Vereinheitlichung der Mindestquote für unterhälftige Teilzeitbeschäftigung
Mit der Vereinheitlichung der Mindestquote für unterhälftige Teilzeitbeschäftigung innerhalb und außerhalb der Elternzeit auf 25 % kommt der Gesetzgeber einer langjährigen Forderung des BBW nach. Nach wie vor sollte jedoch die Stellenbewirtschaftung (§ 3 Abs. 1 Staatshaushaltsgesetz 2015/2016) weiter flexibilisiert werden, damit Stellen ausgeschöpft werden können.

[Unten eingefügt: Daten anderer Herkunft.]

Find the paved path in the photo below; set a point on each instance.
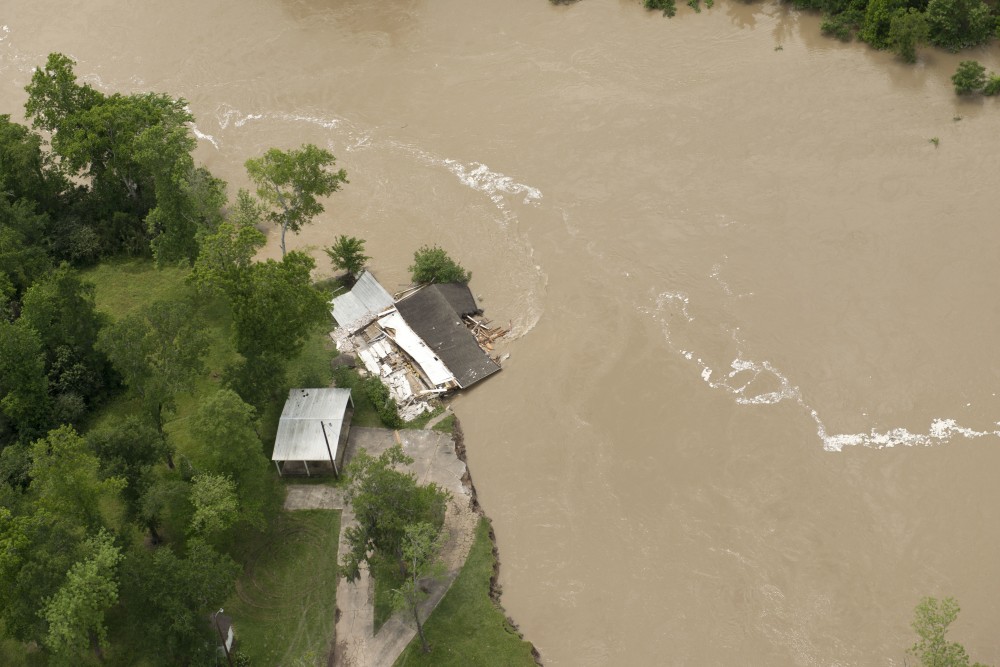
(434, 460)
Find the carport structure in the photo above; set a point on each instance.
(313, 428)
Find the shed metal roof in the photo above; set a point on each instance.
(310, 422)
(431, 314)
(362, 304)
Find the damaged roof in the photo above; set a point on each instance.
(435, 314)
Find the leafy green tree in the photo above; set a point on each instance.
(24, 387)
(159, 352)
(877, 22)
(970, 77)
(421, 546)
(130, 449)
(348, 254)
(75, 614)
(171, 598)
(431, 264)
(23, 167)
(959, 24)
(23, 255)
(289, 182)
(216, 507)
(224, 429)
(669, 7)
(931, 620)
(907, 30)
(385, 501)
(66, 481)
(134, 153)
(62, 309)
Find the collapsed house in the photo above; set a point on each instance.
(426, 343)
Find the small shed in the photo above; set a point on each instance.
(313, 428)
(359, 307)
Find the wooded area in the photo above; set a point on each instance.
(132, 464)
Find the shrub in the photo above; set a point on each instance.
(970, 77)
(378, 394)
(669, 7)
(433, 265)
(348, 254)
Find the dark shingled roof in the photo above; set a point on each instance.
(435, 314)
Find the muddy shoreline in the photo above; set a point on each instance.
(496, 590)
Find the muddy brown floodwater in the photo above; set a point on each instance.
(750, 412)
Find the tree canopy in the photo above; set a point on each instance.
(290, 182)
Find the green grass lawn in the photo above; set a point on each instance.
(466, 628)
(283, 611)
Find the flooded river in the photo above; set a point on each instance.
(750, 412)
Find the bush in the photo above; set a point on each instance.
(433, 265)
(348, 254)
(970, 77)
(959, 24)
(378, 394)
(838, 26)
(669, 7)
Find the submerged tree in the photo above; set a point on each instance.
(421, 547)
(931, 620)
(386, 501)
(289, 182)
(159, 352)
(348, 254)
(431, 264)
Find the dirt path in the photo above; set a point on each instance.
(434, 460)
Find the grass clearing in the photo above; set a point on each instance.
(284, 607)
(466, 628)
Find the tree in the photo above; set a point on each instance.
(878, 18)
(215, 505)
(931, 619)
(24, 388)
(228, 445)
(959, 24)
(66, 482)
(130, 449)
(348, 254)
(907, 30)
(289, 182)
(62, 309)
(421, 546)
(159, 352)
(433, 265)
(385, 501)
(134, 153)
(172, 598)
(75, 614)
(970, 77)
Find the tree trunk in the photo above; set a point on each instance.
(420, 628)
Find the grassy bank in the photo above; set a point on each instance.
(467, 628)
(284, 607)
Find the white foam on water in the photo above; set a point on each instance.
(203, 136)
(743, 379)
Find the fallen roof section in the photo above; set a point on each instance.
(433, 313)
(359, 307)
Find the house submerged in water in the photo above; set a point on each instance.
(428, 342)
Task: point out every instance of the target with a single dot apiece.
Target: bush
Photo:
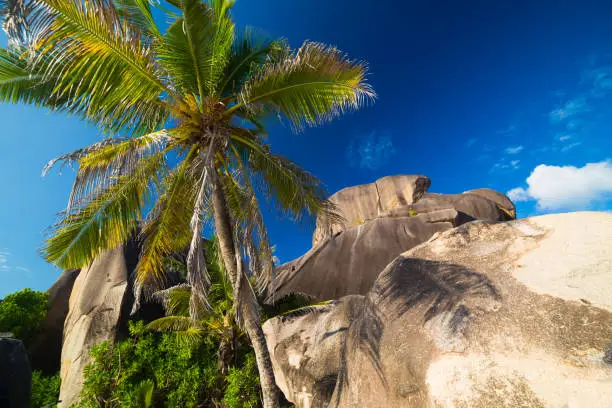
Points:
(45, 390)
(22, 313)
(243, 385)
(182, 375)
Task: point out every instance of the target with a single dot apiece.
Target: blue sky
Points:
(510, 95)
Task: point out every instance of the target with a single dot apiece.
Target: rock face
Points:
(46, 348)
(359, 204)
(382, 220)
(15, 374)
(488, 314)
(98, 303)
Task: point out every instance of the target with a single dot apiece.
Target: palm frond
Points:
(173, 324)
(309, 86)
(107, 220)
(255, 239)
(248, 53)
(188, 331)
(138, 13)
(104, 66)
(196, 46)
(19, 83)
(100, 164)
(175, 300)
(295, 191)
(166, 228)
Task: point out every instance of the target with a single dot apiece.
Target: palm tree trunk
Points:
(252, 323)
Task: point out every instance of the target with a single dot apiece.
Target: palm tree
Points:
(218, 322)
(192, 101)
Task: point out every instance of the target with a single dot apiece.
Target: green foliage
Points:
(243, 385)
(45, 390)
(156, 369)
(22, 313)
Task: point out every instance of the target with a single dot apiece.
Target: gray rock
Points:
(488, 314)
(15, 374)
(99, 305)
(383, 219)
(350, 261)
(46, 348)
(358, 204)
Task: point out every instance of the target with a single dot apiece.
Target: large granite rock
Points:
(358, 204)
(487, 314)
(100, 301)
(349, 262)
(15, 374)
(46, 348)
(382, 220)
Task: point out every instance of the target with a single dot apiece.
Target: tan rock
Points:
(94, 312)
(487, 314)
(350, 261)
(361, 203)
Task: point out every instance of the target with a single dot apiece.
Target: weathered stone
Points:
(358, 204)
(97, 304)
(46, 349)
(484, 315)
(350, 261)
(15, 374)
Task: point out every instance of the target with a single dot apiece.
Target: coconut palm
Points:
(217, 323)
(192, 102)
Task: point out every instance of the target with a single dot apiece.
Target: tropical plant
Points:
(45, 390)
(217, 322)
(23, 313)
(152, 369)
(193, 101)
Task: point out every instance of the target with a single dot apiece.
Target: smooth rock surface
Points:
(384, 219)
(350, 261)
(488, 314)
(15, 374)
(46, 349)
(97, 304)
(358, 204)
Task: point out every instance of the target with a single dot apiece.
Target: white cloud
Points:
(570, 146)
(571, 108)
(567, 187)
(5, 265)
(514, 149)
(370, 152)
(470, 142)
(506, 166)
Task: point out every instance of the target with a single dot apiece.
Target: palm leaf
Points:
(166, 228)
(103, 66)
(18, 83)
(309, 86)
(295, 191)
(196, 46)
(106, 221)
(138, 13)
(101, 163)
(248, 53)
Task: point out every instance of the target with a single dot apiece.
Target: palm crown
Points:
(193, 101)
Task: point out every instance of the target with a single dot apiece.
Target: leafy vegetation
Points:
(45, 390)
(23, 313)
(181, 374)
(199, 93)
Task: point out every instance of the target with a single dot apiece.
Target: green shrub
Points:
(182, 375)
(22, 313)
(243, 385)
(45, 390)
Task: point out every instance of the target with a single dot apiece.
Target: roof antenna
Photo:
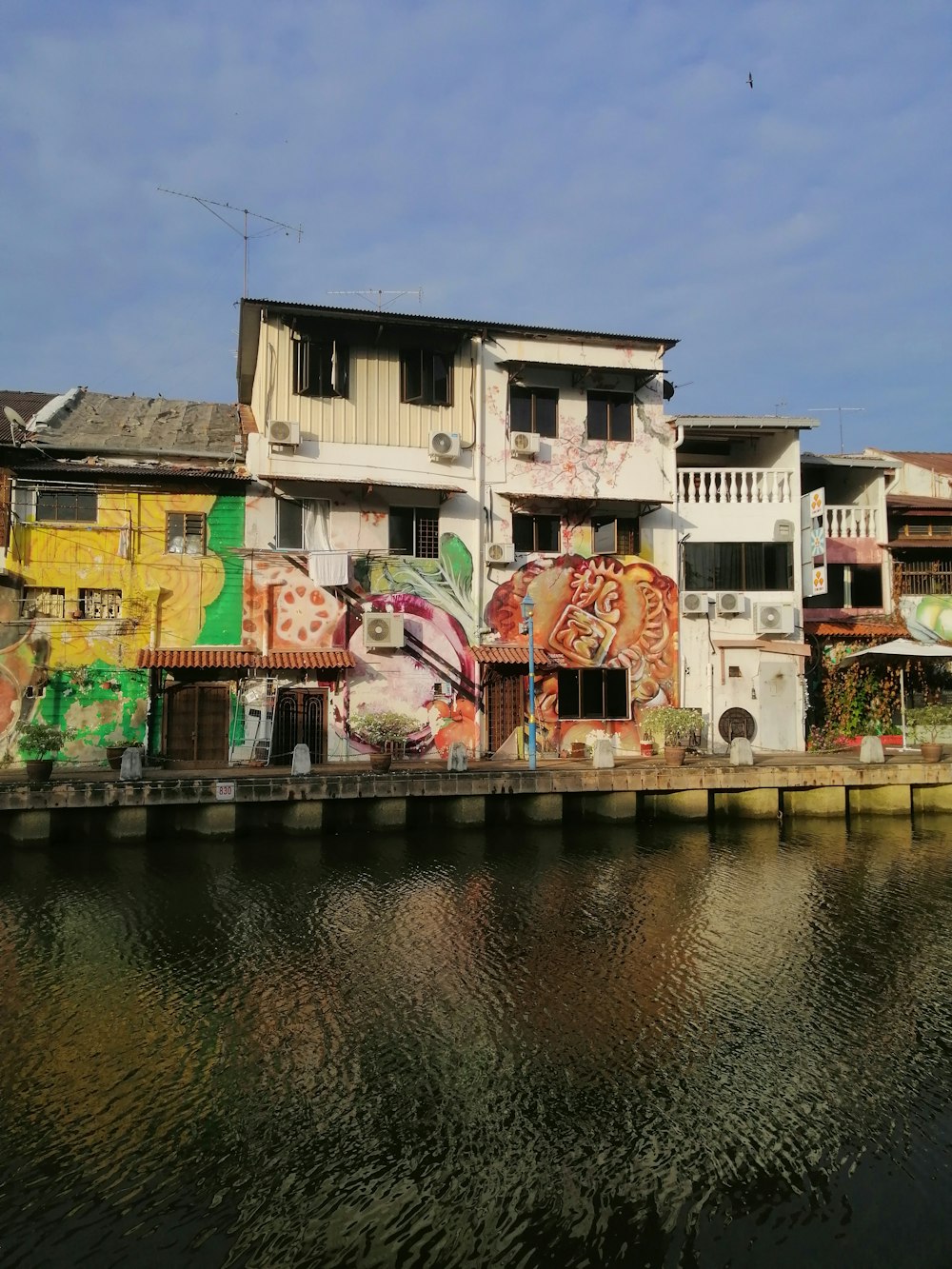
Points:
(375, 296)
(276, 226)
(838, 408)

Ergänzend verweist der BBW auf seinen Forderungskatalog zur Weiterentwicklung und Modernisierung des öffentlichen Dienstrechts vom 28.3.2012, insbesondere auf die Forderung nach einer deutlichen Ausweitung der anrechenbaren Dienstzeiten, beispielsweise der Pflichtbeitragszeiten und Beschäftigungszeiten außerhalb des öffentlichen Dienstes (Vordienstzeiten in der Privatwirtschaft, externe Ausbildungs- und Studienzeiten). Aktuell ist dieser Forderungskatalog auch bezüglich der 45-Jahre-Regelung um die Forderung nach der Übertragung des abschlagsfreien Rentenzugangs mit 63 nach 45 Beitragsjahren durch das RV-Leistungsverbesserungsgesetz auf die Beamtinnen und Beamte zu ergänzen.